To the right of the control-operator's chair, too, there was a fourth similar chair before which were ranged on the control-panel a compact but extremely efficient battery of astronomical instruments. There was a ten-inch refracting telescope, its lens set directly in the big hexagonal window over the control-panel, the tube of the telescope, thanks to the new "re-reflecting" principle, being but a score or so of inches in length. There was also a small but efficient spectroscope similarly mounted, a micrometric apparatus for accurate measurements of celestial objects, and a shielded bolometer for ascertaining the radiated heat of any celestial body.

These four metal chairs, suspended there in front of the long control-panel and with the big hexagonal window before and above them, were mounted all upon special shock-absorbing tubes of pneumatic design which would enable us to withstand the pressure of our flier's acceleration upon starting, and the pressure also of its deceleration upon slowing and stopping. Seated in them, we would be able to look forth over the space-flier's controls into the void before us, and since gravitation would be lacking in the flier, once out in space, metal straps across them would hold us in them. Here and there among the mechanisms that lined the ball-like flier's interior, too, were hand-grips by which we could float without harm among the mechanisms and equipment, while the metal bunks attached at one point to the flier's interior were provided with metal straps to hold us in them during sleep.
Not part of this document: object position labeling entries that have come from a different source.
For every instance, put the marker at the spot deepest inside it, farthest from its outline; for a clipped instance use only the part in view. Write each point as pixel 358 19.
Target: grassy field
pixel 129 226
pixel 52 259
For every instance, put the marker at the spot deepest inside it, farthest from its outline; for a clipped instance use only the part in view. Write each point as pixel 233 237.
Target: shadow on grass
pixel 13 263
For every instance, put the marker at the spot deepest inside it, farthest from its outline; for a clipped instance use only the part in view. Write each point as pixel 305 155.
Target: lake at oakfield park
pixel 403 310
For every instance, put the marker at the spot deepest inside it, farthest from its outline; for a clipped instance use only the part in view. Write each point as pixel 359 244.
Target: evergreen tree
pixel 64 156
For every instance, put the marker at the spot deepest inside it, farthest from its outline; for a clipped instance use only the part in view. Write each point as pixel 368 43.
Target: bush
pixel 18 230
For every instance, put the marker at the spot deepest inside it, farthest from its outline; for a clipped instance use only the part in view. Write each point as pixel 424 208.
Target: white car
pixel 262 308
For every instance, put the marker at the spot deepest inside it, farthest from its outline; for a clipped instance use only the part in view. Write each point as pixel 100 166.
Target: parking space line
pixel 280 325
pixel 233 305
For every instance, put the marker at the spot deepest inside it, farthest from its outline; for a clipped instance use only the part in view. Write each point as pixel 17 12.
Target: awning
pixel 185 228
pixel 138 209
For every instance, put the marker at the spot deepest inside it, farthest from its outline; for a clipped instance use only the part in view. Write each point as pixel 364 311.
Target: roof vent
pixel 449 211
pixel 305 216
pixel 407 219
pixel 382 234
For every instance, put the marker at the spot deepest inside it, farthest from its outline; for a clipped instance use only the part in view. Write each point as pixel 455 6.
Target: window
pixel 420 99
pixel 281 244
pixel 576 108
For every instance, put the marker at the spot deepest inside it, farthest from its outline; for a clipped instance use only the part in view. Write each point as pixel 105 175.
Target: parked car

Ranged among the mechanisms, that lined the flier's interior, were the cabinets that held our stores and special equipment. Among these were ample stores of food in thermos-cans, kept hot thus and obviating all necessity of cooking, the tanks of compressed water, and the extra liquid-oxygen tanks. Also attached to hooks on the walls were the four space-walkers that had been constructed for us to enable us to venture outside of the flier into airless space, if necessary. These space-walkers were cylindrical metal structures seven feet or more in height and three in diameter, tapering at the top to a smooth dome in which were small vision-windows. Each held a small generator of force-vibrations, and an equally small air-renovator. There were two hollow metal jointed arms that extended from the upper part, and on entering the cylinder and closing its base-door one thrust his own arms inside those hollow metal ones. They ended in great pincer-claws that could be actuated by one's own hands inside, while the space-walker itself was moved through the void by its generated force-vibrations being shot out from a small ray-opening in the cylinder's bottom.

Standing inside the hollow, ball-like polyhedron of the flier, therefore, its mechanisms and equipment extended all about and above and beneath one, attached rigidly in every case to the flier's inner surface. That equipment, those mechanisms, indeed, had taxed all the powers of the great World Government laboratories to provide in the short time that was ours, but by a miracle of effort it had been done. And now, as we four gazed up toward the great gleaming faceted thing, resting beside us there in its framework of metal girders, we knew that there remained only the last of the four great generators to be completed, and that in two days more, as Randall had said, that too would be completed and installed and the space-flier would be ready for its final tests and for the start of our great trip. Looking up at the great thing towering there beside us in the waning afternoon sunlight, I was struck with a sudden realization of the stupendousness of the task that we had set ourselves; of the thing that lay before us.